Of course an advantage of Diafine that I have written about here before is that many different films can be souped at the same time which is a huge time saver. Diafine negs are a bit flat and do requiere an “S” curve in PS to make me happy but I am now quite happy indeed. I will post links to Diafine articles I have written and a great one from a friend Sandy King from View Camera.
My suggest EI…. 800.
Viva la Revolution– Stephen
All images shot with a Leica MP with a 35MM Summicron ASPH… on Film!
as for articles here… there are a lot!!!! Just type in Diafine in the search box and enjoy!
Also please note these were just quick scans (first set) as I am leaving tomorrow for a week of shooting but the final scan (last image) is quite nice and shows the real potential for this amazing combo.
So I very recently got a Leica MP Black Paint a la carte with a matching black paint Leica 35mm F2 ASPH Summicron… Nice! But what film? I’ve been shooting a lot of 4×5 film recently, mainly Kodak 160 Portra and there is NO way a 35mm negative was going to give me the tonality or depth of color that I had grown acustomed to. So what to do?!
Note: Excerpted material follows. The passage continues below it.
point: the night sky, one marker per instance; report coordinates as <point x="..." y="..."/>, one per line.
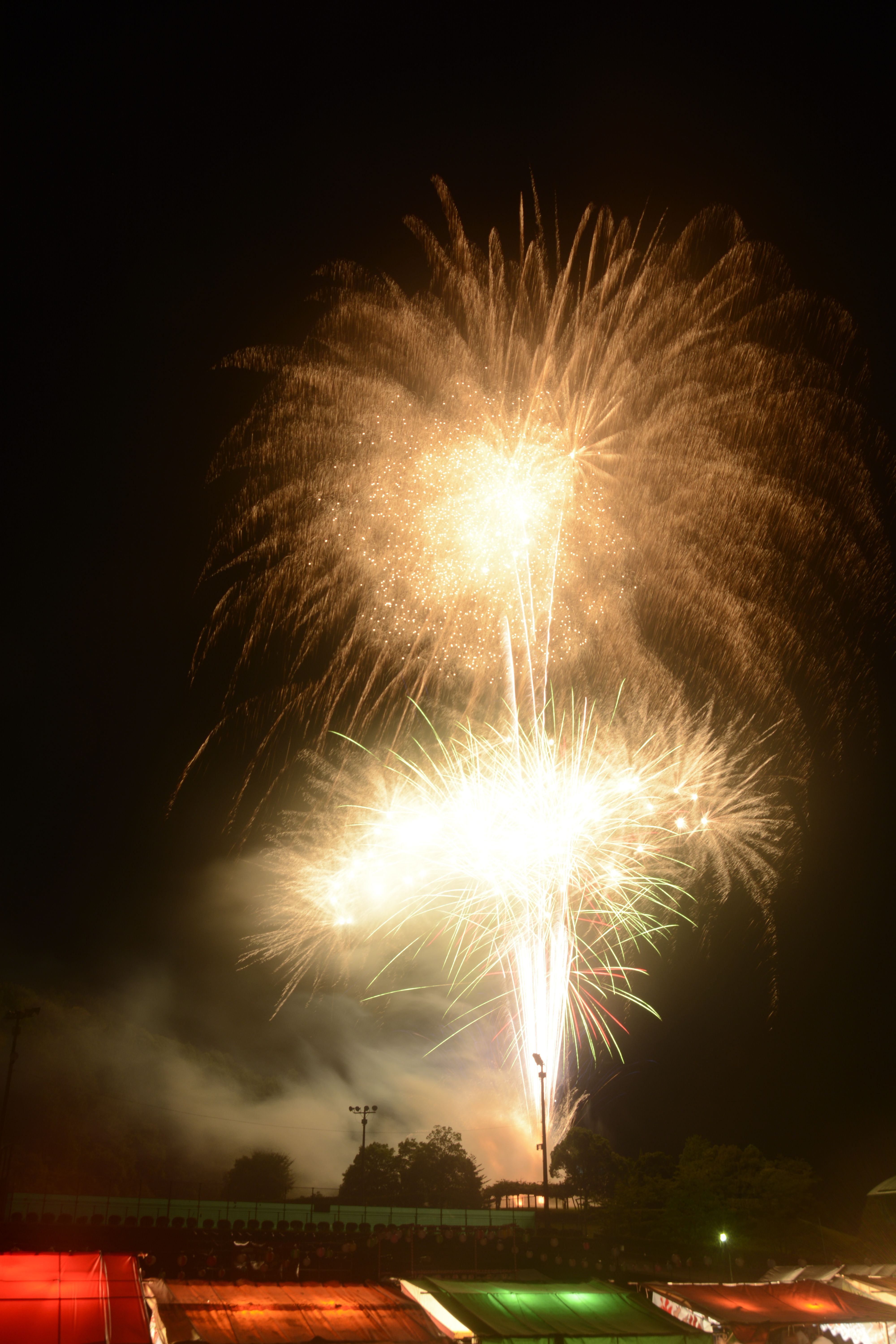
<point x="174" y="185"/>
Here are the results of my first tests…. Kodak 400TX processed 1:100 at 68F for 20 minutes with gentle agitation every 3 minutes. The negatives when scanned on my Imacon scanner at 6300 dpi were fantastic- I love grain! I made a test print at 28″ x 40″ on Canson Aquarelle 310 on my Epson 9900 using the BW mode and it was spot on. But…. was it perfect? No. Since this first test I have run many others and now feel that a bit more agitation is needed, perhaps one gentle inversion per minute. I also have ran a test with D76 1:1 using my JOBO and the results were quite nice but the grain was not as crisp as the Rodinal.
So today I am running one last test as I am leaving tomorrow for a week of shooting from FL to VT (will mainly be shooting 4×5 color but want the Leica for my reportage work.
My test today will use PMK developer which I used a lot back in 2006-2007 and I remember how amazing the never ending highlights were…. more as that test concludes.